Dalam sekian menit itu saya sempat menimbang-nimbang untuk terus jalan sendirian atau ikut balik ke bandara dengan rombongan Wapres Jusuf Kalla. Tapi tenggat waktu memaksa saya mengambil keputusan cepat. Apalagi cuma ada satu bus yang bisa saya tumpangi untuk kembali ke bandara.

Pertimbangannya, kalau saya tinggal saya mesti mencari sepeda motor untuk dicarter. Jangan berharap ada angkot atau taksi disana. Kalau saya tinggal, saya pasti akan kesusahan mencari penginapan dan makanan. Jangankan untuk saya, warga setempat saja sudah 2 hari tidak makan. Belum lagi saya betul-betul dengan medan banda aceh. Saya pernah ke kota ini hampir 17 tahun lalu. Banyak perubahan bukan ?

Melihat orang-orang mulai menaiki bus yang akan kembali ke bandara naluri saya memaksa untuk ikut. Sempat saya kuatir, bagaimana kalau paspampres memaksa saya untuk turun? Tapi saya teringat deadline untuk mengirimkan kaset hasil rekaman. Tanpa berpikir panjang lagi saya ikut naik ke bus. Di dalam saya melihat Najwa shihab (presenter metro TV), beberapa wartawan dan fotografer lain dan seorang reporter perempuan yang membawa-bawa camcorder berstiker tv7. Belakangan saya tahu kalau dia ternyata Uni Z. Lubis. Perjalanan setengah jam kembali ke bandara ternyata belum berbeda dengan saat saya menuju gubernuran tadi, selain orang-orang semakin banyak dan jalanan semakin padat. Saat melintas dari lokasi pemakaman massal saya sempat melihat kalau pemakaman belum dilakukan. Padahal sore itu rencananya mesti dikuburkan karena mayat bertambah dan yang jelas semakin menebar bau tak sedap. Saya berharap iring-iringan mobil Wapres singgah di situ. Tapi rombongan jalan terus.

Rombongan akhirnya berhenti di hanggar Lanud Iskandar Muda. Rupanya wapres mau melihat pasokan bantuan yang baru tiba dari Medan. Sore itu, 1 pesawat hercules baru saja landing membawa ratusan kardus makanan dan obat-obatan. Prajurit TNI tampak hilir mudik mengangkuti kardus-kardus itu dari lambung pesawat. Tak lama Wapres berangkat naik helikopter untuk meninjau beberapa lokasi yang tak terjangkau lewat jalan darat.

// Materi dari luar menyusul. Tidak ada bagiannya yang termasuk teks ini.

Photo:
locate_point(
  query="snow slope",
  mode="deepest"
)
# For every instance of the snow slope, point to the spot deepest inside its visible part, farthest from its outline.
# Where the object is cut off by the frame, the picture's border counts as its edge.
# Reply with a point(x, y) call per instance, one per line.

Kesempatan itu lalu saya manfaatkan dengan berbincang-bincang dengan Kapolda NAD Irjen Bachrumsyah. “bencana ini memang sangat mengerikan dik. Saya juga turut menjadi korban. Saya kehilangan kontak dengan banyak saudara-saudara saya. Saya tak bisa berharap banyak. Kalau mereka masih hidup tentu mujizat. Kalaupun sudah tak ada, saya tak bisa berbuat apa-apa,” katanya pada saya.

Polisi berbintang dua dan berkumis lebat itu sepertinya memang sedang depresi ringan. Wajar-wajar saja karena dia mesti berkeliling kesana- kemari. Belum lagi laporan banyak anak buahnya yang hilang. Termasuk sekitar 1 kompi saat mereka mau apel pagi di minggu naas itu.

Kelelahan terpancar dari wajahnya. Celana lapangan yang dikenakannya belepotan lumpur. Sangat jarang saya melihat pemandangan seperti itu. Menyadari itu saya urungkan untuk menanyai hal-hal lain.

Sore menjelang malam itu juga, sekitar pukul 18.30 akhirnya saya jadi terbang ke medan menumpang pesawat pelita air yang disulap menjadi pesawat RI-2. Sebelumnya saya sempat cemas, bagaimana saya mengirimkan kaset saya. Untuk menumpang di pesawat wapres rasanya mustahil karena saya belum diregistrasi.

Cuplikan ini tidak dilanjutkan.